Apple gluts

Never before have we had so many apples.

We have munched. We have stewed, we have baked. We have snuck baskets of fruit into every passing neighbour’s car.

But there comes a time when you have to decide what on earth to do with so many bushels of autumn bliss.

The horses do not need to eat them all. The hornets and wasps have too much with the sweet grapes to even make a dent in the crop. And I don’t even think the badgers and foxes have made much inroad from the ones that have fallen off the trees.

Thank you, thank you damp Spring. And the flowering blossom which escaped the hard, late frost.

No figs this year. But the apples are incredible.

All hail our neighbour Solène who proposed we combined our crops to get them juiced. There were so many apples around here that the pressing factory (sorry, I have lost its name) set the limit to 200 kgs per load because they were inundated with requests.

Our other neighbour Monsieur Perrochon was going to be pressing 450kgs from just a few trees, so Solène took advantage of his van offer and we snuck in.

Total from our mountain harvest with just one other farm, 91 bottles. Here is a sample of our ‘stash’.


Never before have we had our own bottled juice from the farm. So if all goes well, this could be the start of something marvellous.

The Melrose apple tree in the orchard is only a baby. Just …

I had to check. Cue a scroll back through the Orchard file all with all its distractions. It’s not a baby at all.

It was a gift from our friends Fenning and Gillie back in 2009.

So in normal orchard years that is a long time before a tree will produce an abundance of fruit. But this is not a gentle climate.

It has been a fine tree for years. But this is the first time it has really fruited like mad.

So that is going to be the solution for our glut.

And next week we have another slot booked for the press. We are going to combine the big juicy flavour of the Melrose, which we didn’t pick, with our wild apples from the crab apples on the lower terraces. And this beauty I found up near our source.

It’s too high to pick, so we will shake the branches and collect all the fallen fruit just the day before the pressing. Tart from the wild, sweet from the Scottish breed. I’m excited to see the results.

But just so you know it’s not all swanning about picking fruit from trees and ambling back to bake a pie…

Only Lisa, the other true sufferer from the harvest mite, chigger, aoûtats affliction, will attest…I paid dearly for my foray in the forest to look for fruit.

Covered in bites. Head to crease. Neck to knee. And even ankles and tops of toes. Agonies. Itching like mad. I dread going out.

I fear even the cat is scratching.

And no. It’s not fleas. We have never ‘enjoyed’ those itchies around here.

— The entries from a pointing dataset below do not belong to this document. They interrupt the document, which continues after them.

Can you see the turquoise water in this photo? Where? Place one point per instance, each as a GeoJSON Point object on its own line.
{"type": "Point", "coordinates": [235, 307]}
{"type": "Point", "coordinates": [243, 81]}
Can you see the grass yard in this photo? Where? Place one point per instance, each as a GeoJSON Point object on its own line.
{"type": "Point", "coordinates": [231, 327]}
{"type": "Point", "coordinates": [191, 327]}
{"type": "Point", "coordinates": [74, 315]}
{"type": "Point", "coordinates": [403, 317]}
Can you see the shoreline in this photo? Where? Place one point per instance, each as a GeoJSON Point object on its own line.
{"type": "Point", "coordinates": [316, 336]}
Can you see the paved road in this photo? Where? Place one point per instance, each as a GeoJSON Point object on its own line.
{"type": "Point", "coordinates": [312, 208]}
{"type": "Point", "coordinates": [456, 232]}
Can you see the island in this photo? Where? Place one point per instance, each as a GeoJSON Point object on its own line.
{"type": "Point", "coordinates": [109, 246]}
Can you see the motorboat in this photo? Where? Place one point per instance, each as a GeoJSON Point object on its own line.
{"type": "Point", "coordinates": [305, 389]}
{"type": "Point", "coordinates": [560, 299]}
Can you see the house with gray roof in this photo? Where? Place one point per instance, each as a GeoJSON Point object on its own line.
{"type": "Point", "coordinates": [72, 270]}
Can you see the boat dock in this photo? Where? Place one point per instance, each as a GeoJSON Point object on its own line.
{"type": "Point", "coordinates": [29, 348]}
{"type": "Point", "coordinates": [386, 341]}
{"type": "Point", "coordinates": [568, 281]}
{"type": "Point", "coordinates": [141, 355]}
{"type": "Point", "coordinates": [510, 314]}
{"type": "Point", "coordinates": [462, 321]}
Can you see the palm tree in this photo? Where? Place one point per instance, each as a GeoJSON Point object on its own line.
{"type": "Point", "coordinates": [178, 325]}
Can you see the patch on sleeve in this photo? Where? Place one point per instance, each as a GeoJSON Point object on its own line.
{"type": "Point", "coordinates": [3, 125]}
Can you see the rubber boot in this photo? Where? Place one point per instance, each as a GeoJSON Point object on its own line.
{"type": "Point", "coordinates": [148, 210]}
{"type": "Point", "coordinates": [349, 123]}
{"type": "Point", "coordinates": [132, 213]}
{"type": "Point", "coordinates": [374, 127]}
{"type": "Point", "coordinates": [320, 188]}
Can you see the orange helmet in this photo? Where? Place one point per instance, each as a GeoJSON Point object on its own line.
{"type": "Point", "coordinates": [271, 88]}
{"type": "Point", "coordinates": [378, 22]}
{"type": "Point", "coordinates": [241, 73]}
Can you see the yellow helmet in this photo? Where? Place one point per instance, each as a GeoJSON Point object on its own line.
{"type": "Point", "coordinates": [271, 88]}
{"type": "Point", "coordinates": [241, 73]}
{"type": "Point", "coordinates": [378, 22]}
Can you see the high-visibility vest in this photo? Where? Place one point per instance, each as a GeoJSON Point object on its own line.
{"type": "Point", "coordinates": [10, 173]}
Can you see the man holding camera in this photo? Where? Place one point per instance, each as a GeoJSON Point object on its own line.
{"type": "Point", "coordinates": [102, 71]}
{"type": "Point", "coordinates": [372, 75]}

Solène’s kittens do have fleas. Here are hers. I don’t even dare walk around the forest path to her home to cuddle these unbelievable beauties.

(And I am posting these as she has announced that these can be yours to take home in a few weeks time when they have grown a bit more. Their resident cat evades capture and Vet. And produces beauties like these way too frequently.)

The Creature is positively lumbering and wonky in comparison to the big-eared long-haired fluffiness of La Charèyre cats.

But The Creature chose us and who are we to notice her less appealing beauty. She is a part-time cat and delighted to have us. Even when we go away for days on end to London and abandon her to the mercy of kind neighbours.

And even when we go for a walk and she is not permitted to follow. (Bribed with cat food the nanosecond before we sneak away in case you were wondering how we head off down the road without seeing her behind us, tail up, waddling along with delight, wanting to play.)

I need to go for a walk in a bit. But curse this mountain setting. There is no place that does not have an overhanging tree with mites just waiting to drop on the unsuspecting passer-by.

Until we find a cure that doesn’t involve antihistamine, lots of booze to distract oneself from the mad itch, roll neck tops even when it’s warm, I give you another shot of the delicious glut.